Response:  A million ways from simple hypertext to cyber classes. Go to my website at http://ps044.k12.sd.us and you will see tech integrated in almost all of my lessons. Email me a lesson and I can show you how to integrate technology into it. E-mail Ted Nellen or Nancy Patterson or Dawn Hogue or any of the other gurus of technology in language arts. Check the archives which are full of technology rich lessons for the last five years. checkout readwritethink.org for many of our lessons using hypertext and other computer based technology.

April 2003


I am looking for samples for anyone out there who has integrated technology into their curriculum. Perhaps a PowerPoint presentation, class webpage, WebQuest, etc. I will now be making the switch and mostly be working with middle and high schools, but would appreciate any samples from the elementary level, as well. I would like to use these samples in a workshop I will be facilitating in July to give teachers an idea of what other educators are doing to incorporate technology into their teaching. Thanks for considering.

Response:  Wish I was that sophisticated. I made a PowerPoint presentation to use for explaining special education stuff at staff meetings, but I had to do it with overheads because we didn't have the proper equipment to show it to a large group. My daughter made a PowerPoint presentation on Michaelangelo, but we couldn't get it loaded to a CD, so we had to print that out. The teacher lost all twenty pages of it.

Response:  I made a PowerPoint presentation with my class (billingual 1-2) as we studied spiders this spring. I added a page or two every day starting with the KWL chart info and kept all the information we collected. It was really fun. I have it on my MAC computer at school. I don't know how it would email. I've had trouble with PP files before. But if I can figure a way to get it to you, I'm more than willing. It was a really good strategy for my ELL students especially.
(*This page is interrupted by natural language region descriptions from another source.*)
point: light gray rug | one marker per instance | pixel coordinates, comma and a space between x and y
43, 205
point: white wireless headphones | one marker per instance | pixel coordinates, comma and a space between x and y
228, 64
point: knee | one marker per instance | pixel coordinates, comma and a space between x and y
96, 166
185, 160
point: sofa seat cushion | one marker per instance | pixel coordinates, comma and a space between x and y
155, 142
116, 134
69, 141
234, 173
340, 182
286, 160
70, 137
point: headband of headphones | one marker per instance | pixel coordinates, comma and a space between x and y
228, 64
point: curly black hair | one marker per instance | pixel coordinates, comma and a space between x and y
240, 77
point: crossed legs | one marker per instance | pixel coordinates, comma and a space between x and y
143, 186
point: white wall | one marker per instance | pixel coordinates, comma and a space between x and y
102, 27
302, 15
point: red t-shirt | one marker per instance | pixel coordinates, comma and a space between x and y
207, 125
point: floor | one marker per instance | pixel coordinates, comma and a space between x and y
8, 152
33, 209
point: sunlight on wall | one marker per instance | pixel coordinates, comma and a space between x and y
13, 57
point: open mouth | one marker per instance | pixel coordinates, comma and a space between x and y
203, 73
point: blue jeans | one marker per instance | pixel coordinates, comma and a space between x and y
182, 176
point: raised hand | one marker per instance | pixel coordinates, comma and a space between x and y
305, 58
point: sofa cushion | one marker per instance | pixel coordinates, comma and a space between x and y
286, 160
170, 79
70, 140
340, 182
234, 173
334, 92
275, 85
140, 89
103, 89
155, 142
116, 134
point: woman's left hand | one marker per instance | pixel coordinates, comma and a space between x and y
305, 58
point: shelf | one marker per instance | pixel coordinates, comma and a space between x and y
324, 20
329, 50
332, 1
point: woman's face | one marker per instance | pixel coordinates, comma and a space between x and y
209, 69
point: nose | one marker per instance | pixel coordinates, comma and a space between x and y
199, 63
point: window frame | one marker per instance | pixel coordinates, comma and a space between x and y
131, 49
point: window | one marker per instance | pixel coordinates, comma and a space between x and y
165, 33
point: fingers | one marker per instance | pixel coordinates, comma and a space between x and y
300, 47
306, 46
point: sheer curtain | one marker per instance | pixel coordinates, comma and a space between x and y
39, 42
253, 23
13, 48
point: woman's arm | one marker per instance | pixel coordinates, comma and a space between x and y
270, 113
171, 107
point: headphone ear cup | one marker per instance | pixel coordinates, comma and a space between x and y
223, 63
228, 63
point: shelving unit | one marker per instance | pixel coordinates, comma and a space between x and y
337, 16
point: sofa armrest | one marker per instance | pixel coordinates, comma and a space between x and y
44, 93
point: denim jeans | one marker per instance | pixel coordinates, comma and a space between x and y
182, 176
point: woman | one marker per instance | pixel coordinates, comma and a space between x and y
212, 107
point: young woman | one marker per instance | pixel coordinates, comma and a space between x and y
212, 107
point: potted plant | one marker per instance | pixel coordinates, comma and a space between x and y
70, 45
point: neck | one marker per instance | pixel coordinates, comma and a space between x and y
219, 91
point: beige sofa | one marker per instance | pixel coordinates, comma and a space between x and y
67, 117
Response:  My class does lots of word processing, typing and illustrating their stories. They also did three PowerPoint presentations last year, one about themselves, one on insects and one on dinosaurs. I was told yesterday that they already updated our hard drives at school, erasing everything. I'm going to go check tomorrow. If there is something still there I'll send it.
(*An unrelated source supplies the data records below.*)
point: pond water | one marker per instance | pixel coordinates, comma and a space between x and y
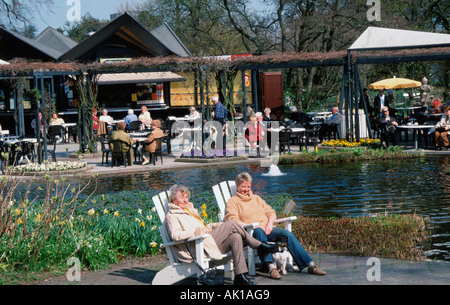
420, 185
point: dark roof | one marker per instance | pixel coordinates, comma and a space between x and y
166, 35
15, 45
55, 40
125, 29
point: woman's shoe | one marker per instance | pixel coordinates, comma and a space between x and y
274, 274
241, 279
316, 270
265, 248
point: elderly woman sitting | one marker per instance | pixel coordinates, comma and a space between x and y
183, 221
245, 207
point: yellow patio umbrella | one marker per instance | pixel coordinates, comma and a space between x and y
395, 83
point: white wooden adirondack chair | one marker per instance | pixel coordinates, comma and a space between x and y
177, 270
224, 191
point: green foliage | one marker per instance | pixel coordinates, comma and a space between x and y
391, 236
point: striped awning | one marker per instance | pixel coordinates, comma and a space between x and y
134, 78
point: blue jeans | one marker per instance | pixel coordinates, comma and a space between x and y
297, 251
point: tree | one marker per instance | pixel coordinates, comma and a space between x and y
15, 12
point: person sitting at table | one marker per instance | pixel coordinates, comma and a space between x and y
436, 105
254, 132
41, 125
332, 124
183, 221
120, 134
388, 126
131, 117
55, 120
441, 130
246, 207
150, 144
145, 118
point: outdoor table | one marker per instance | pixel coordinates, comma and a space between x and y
415, 129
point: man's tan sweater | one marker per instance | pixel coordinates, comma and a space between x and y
248, 209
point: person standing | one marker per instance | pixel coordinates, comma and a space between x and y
246, 207
131, 117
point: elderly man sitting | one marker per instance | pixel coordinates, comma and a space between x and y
120, 134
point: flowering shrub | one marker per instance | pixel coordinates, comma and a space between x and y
48, 166
345, 143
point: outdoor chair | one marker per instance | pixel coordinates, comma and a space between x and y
135, 126
118, 153
224, 191
178, 271
105, 149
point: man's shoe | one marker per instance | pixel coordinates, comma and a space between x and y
265, 248
316, 270
241, 279
274, 274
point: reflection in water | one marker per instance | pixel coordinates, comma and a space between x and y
397, 186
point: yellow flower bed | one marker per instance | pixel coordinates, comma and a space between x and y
345, 143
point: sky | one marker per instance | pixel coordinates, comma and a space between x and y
100, 9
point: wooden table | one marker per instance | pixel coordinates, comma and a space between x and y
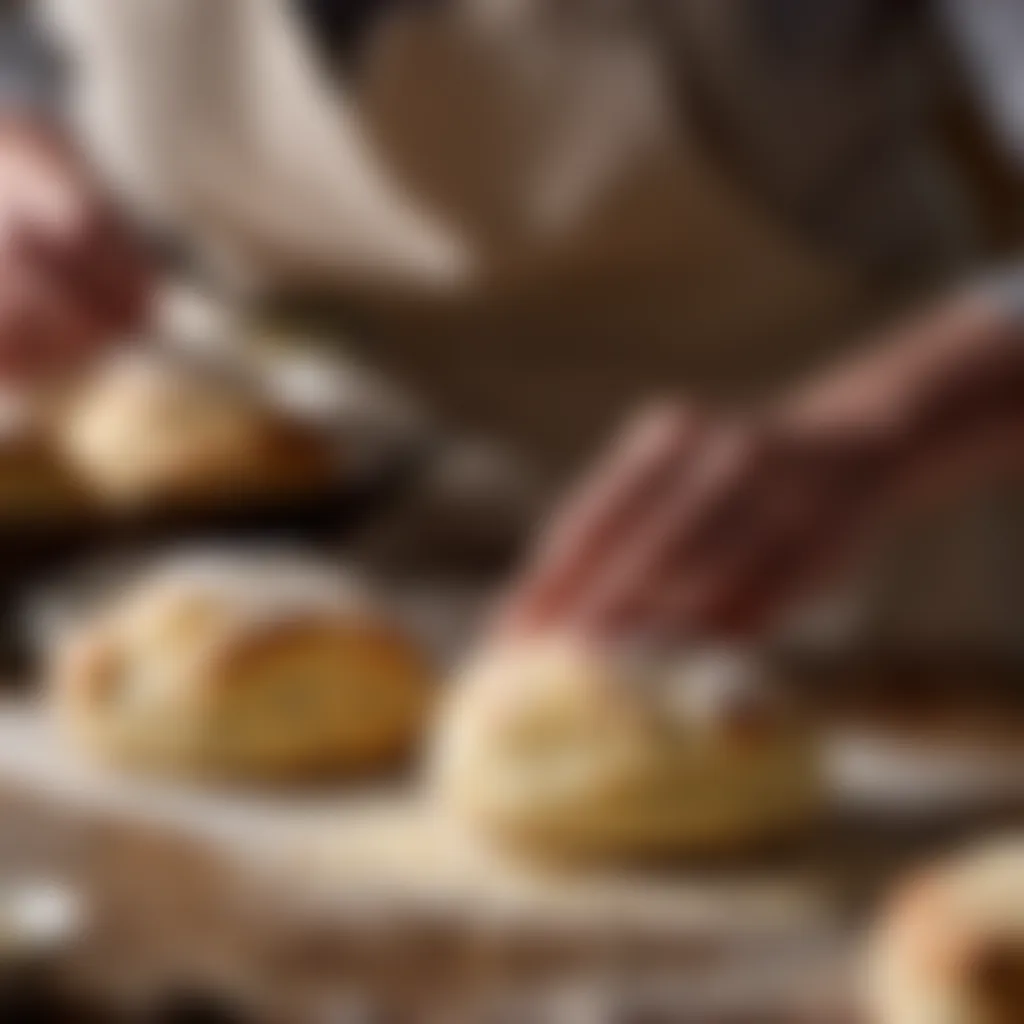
293, 903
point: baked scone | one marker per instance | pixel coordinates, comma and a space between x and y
560, 749
243, 667
950, 945
147, 431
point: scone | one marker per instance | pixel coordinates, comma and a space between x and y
237, 667
563, 751
950, 946
147, 431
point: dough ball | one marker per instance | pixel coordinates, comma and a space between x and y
145, 431
243, 668
950, 945
566, 751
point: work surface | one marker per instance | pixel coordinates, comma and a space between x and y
371, 890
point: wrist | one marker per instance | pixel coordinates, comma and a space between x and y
939, 399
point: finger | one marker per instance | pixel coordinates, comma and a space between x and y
701, 503
88, 253
784, 577
610, 498
775, 537
40, 331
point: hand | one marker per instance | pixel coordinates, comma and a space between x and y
698, 523
72, 275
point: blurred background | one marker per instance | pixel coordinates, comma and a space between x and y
374, 280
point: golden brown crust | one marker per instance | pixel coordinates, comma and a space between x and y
143, 434
949, 944
557, 751
189, 681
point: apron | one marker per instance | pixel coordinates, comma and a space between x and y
512, 200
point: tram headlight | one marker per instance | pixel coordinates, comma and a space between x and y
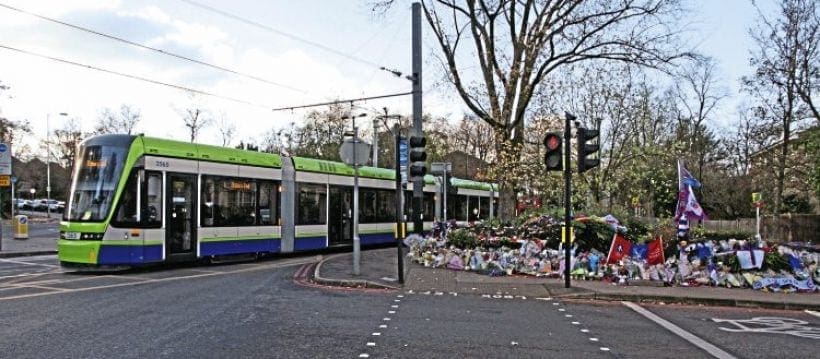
91, 236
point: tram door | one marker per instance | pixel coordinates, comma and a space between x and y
340, 216
180, 235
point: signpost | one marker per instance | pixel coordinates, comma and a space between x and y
757, 200
5, 178
403, 160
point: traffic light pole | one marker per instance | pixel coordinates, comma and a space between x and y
418, 182
568, 118
399, 209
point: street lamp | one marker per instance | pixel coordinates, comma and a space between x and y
353, 151
48, 164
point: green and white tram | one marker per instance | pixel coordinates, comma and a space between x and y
139, 200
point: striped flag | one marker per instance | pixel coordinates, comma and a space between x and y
654, 252
620, 248
687, 203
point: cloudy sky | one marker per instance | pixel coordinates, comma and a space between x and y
309, 51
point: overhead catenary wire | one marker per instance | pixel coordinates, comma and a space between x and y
134, 77
343, 101
188, 89
164, 52
279, 32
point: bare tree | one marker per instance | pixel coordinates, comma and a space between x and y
195, 116
474, 137
321, 135
66, 140
226, 128
699, 93
786, 72
124, 121
517, 44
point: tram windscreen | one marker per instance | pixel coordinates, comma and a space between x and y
97, 172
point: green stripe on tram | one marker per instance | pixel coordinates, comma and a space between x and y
310, 234
133, 242
194, 151
341, 169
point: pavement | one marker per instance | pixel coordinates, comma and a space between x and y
379, 269
32, 246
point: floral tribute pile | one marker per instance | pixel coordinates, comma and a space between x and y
534, 248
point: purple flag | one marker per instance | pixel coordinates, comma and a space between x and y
687, 203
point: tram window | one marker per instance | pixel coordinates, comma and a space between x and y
149, 203
152, 199
228, 202
428, 209
268, 203
311, 204
126, 215
457, 207
473, 203
377, 205
429, 204
484, 208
Response:  Very interesting. Coincidentally, I'm going to be working two days each week on Resource/Technology in my elementary school. Part of my job will be to teach teachers and students how to use some of the programs such as Earobics and Write Out Loud and other educational programs that might be of use to them. I'm the computer 'geek' on our staff, and I prepare the grade six 'slide show' each year—a PowerPoint presentation that incorporates pictures taken throughout the year. We show it at graduation to the grade six students and their parents. It's a lot of fun to make. Next year I want to work with a group of students on creating a school newspaper using desk top publishing programs like PrintMaster or even Word. The grade four teachers would like me to teach their students to create PowerPoint presentations as projects. It'll be a busy year, I think. [The other three days of the week I'll be teaching my Grade One class.] 

Response:  I have a Power Point presentation my third graders did two years ago and one I did to introduce me to them. I'll send those. I also have this really cool digital microscope which we used when we studied insects and watched our mealworm larvae turn into beetles. I didn't save any of the digital pictures, but I do have printouts of them I could send you via snail mail! 
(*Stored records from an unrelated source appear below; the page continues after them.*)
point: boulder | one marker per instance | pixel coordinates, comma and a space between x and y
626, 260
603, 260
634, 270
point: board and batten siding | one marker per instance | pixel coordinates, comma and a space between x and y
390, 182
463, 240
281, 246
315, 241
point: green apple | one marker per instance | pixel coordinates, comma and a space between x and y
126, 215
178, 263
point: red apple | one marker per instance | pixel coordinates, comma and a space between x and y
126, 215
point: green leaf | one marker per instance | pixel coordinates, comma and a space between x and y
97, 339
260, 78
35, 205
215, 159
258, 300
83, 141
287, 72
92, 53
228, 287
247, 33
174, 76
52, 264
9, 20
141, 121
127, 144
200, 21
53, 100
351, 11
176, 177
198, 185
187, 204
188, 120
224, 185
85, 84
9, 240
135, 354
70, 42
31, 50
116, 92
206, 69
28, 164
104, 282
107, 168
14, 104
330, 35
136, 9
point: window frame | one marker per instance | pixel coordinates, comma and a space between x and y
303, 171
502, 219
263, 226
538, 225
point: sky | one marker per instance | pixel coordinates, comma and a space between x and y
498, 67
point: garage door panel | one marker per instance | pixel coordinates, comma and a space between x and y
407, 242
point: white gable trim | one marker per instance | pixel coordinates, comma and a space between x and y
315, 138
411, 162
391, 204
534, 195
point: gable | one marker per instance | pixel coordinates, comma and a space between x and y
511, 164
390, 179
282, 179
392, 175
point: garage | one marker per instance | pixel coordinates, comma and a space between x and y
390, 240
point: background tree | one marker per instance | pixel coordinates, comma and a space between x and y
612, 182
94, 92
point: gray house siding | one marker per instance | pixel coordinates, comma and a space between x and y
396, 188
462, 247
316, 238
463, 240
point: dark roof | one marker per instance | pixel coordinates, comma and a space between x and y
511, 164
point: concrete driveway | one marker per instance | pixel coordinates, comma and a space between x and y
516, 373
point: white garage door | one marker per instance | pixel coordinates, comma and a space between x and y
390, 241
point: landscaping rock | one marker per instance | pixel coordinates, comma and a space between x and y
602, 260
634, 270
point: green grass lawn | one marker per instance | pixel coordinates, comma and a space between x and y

Response:  I too learned by playing and making slides. I use PowerPoint for bulletin board signs and other signs in my classroom. I also like the ability to cut and paste from other clip art programs various pieces of artwork. I also cringe at the idea of drill and skill to learn this stuff. I was always a MAC person until I met my husband and now I am a PC person. I converted when windows began looking more Mac-like several years ago and I found that most software packages worked the same.